Gallant’s team is also working on higher-energy rechargeable lithium-ion batteries for electric vehicles. The key to the gradual change in energy and driving range is the use of lithium metal anodes instead of graphite. However, lithium metal is highly reactive with all battery electrolytes, and its interface needs to be stabilized in a way that researchers still haven’t been able to solve. Gallant’s team is developing design guidelines for such interfaces and the next-generation electrolytes used to form and maintain them. Applying the technology for that purpose and commercializing it will be “long-term, but I believe this change in lithium anodes will happen, it’s just a matter of time,” Gallant said.

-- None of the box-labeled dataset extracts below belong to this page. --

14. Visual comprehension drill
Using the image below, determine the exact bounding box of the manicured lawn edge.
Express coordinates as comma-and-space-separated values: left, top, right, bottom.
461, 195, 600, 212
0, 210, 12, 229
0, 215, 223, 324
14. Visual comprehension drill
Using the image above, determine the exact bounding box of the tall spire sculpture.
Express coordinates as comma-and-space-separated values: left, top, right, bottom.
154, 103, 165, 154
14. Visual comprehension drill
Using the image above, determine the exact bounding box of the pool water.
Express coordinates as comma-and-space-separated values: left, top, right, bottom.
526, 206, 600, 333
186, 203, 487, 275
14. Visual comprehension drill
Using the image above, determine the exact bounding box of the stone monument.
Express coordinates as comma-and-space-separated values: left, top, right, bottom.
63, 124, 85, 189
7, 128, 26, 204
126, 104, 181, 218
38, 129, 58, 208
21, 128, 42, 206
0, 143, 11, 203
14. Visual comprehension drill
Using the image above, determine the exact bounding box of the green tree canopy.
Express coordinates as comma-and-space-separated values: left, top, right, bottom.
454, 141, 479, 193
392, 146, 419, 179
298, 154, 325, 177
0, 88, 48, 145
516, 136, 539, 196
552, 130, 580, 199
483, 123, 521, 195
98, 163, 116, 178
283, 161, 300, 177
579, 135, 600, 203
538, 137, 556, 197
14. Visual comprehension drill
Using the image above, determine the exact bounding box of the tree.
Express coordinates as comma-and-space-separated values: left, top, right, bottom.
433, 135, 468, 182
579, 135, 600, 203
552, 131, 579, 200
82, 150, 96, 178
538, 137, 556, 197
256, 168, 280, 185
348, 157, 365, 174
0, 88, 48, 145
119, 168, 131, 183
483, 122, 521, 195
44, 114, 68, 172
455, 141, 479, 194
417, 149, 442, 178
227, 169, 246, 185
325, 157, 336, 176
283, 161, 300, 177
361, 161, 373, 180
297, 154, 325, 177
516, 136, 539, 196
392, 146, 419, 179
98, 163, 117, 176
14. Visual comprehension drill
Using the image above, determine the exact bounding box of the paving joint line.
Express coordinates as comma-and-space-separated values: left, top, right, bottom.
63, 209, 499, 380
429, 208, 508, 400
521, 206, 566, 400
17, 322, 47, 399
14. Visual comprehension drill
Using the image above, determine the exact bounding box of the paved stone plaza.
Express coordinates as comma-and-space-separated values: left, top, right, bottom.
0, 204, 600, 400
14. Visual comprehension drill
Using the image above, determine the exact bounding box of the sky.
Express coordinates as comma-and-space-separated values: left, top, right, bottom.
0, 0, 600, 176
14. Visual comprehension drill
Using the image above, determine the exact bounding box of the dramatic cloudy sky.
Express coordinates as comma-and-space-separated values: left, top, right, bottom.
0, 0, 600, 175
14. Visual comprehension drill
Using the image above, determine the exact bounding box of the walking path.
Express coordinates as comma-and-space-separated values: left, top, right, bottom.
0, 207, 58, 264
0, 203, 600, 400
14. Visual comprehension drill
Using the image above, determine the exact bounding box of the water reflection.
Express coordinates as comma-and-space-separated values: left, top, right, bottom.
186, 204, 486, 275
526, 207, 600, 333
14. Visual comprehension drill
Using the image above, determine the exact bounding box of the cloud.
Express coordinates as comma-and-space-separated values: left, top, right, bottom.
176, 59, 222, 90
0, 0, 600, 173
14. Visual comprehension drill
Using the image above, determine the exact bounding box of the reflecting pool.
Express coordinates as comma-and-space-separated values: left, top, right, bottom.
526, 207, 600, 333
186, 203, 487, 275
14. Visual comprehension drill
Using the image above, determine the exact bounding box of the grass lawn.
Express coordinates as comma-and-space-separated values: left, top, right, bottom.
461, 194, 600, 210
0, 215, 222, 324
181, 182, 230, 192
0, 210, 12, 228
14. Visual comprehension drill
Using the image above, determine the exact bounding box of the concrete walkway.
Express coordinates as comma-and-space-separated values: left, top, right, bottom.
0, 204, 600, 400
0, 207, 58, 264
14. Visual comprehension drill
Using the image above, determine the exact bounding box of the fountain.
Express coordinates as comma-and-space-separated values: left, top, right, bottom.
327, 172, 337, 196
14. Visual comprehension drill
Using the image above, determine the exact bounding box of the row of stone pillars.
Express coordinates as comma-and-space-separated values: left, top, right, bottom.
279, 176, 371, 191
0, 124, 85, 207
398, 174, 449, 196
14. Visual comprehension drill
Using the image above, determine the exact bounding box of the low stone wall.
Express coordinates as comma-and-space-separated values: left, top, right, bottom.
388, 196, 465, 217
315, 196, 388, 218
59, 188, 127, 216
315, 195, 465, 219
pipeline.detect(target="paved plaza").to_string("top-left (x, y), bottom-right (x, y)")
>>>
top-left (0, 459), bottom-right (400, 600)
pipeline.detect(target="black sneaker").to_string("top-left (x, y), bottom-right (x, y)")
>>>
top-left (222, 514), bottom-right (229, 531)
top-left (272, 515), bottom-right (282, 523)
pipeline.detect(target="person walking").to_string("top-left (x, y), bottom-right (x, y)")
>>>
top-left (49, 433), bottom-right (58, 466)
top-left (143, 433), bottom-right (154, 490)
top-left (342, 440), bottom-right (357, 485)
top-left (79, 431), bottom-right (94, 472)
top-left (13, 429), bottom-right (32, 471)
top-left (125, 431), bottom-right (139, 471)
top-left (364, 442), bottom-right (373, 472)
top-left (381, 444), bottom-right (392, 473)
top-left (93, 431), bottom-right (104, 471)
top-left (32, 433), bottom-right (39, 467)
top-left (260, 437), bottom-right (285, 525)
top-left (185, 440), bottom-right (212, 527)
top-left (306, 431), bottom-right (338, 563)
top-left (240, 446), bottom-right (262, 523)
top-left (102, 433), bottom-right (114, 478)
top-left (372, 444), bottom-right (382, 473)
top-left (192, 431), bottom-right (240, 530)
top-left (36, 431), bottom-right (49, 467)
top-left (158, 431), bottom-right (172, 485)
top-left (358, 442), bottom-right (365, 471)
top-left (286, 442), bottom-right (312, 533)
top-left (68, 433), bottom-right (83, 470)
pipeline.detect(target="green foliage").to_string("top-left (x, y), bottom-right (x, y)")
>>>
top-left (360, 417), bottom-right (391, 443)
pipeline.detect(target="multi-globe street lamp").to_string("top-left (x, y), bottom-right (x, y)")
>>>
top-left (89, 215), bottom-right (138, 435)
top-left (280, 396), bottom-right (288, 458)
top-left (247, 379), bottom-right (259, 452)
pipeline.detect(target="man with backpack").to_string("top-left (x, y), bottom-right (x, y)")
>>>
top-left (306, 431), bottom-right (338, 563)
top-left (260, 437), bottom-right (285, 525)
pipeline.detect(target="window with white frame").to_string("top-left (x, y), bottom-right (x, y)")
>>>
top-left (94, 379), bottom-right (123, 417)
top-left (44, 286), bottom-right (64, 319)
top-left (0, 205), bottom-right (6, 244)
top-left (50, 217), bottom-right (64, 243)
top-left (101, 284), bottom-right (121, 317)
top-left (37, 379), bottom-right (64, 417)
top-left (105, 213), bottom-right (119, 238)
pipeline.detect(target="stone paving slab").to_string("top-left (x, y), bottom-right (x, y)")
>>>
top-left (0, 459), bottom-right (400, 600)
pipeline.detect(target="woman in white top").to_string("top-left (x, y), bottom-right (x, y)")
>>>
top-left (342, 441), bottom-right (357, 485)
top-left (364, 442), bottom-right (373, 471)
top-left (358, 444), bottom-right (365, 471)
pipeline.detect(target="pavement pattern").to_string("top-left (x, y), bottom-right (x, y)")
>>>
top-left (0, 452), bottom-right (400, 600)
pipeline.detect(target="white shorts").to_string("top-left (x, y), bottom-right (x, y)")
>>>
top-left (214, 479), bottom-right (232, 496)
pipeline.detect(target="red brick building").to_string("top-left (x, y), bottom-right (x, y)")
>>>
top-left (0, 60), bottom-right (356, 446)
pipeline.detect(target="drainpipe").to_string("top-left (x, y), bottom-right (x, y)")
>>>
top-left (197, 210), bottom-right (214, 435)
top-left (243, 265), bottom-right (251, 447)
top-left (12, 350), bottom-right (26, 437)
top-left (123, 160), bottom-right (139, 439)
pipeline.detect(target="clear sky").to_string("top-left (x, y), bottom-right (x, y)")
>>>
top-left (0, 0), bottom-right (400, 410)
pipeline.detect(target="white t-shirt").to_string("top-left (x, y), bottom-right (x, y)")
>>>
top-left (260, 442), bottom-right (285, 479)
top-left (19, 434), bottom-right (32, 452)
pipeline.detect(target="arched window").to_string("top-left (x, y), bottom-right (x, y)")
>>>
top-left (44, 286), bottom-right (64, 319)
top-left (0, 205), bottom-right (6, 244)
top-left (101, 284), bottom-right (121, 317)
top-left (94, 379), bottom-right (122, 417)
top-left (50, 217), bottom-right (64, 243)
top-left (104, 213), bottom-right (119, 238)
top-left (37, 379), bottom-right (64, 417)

When Gallant founded her lab about six years ago, she and her team began experimenting with electrochemical conversion of the greenhouse gas by introducing carbon dioxide into batteries.She said they realized that batteries were not the best practical technology to reduce carbon dioxide emissions2, But their experiments do open up new avenues for carbon capture and conversion. “This work allowed us to think creatively and we began to realize the enormous potential of manipulating carbon dioxide2 Reactions are carried out by carefully designing the electrochemical environment. This led her team to the idea of electrochemically converting CO2 From the trapped state combined with the trapping sorbent, replace the high energy regeneration step of today’s trapping process and simplify the process.
“Now we’re seeing other researchers working on this as well and taking this idea in exciting directions — it’s a very challenging and very rich topic,” she said.
Gallant’s awards include the MIT Bose Fellowship, the Army Research Office Young Investigator Award, the Scialog Energy Storage and Negative Emissions Science Fellowship, the NSF CAREER Award, the MIT Ruth and Joel Spira Award for Distinguished Teaching, Electrochemical Society (ECS) Battery Division Early Career Award and ECS-Toyota Young Investigator Award.
These days, Galante does some of her best thinking while brainstorming with members of her research team and her husband, who is also an academic. Becoming an MIT professor means she “has a lot to think about,” but she sometimes gets revelations, she said.
“My brain gets overloaded because I can’t think about everything at once; ideas have to queue up! So there’s a lot going on in the background at any one time,” she said. “I don’t know how it works, but sometimes I’ll go for a walk or do something and an idea will break through. Those are fun.”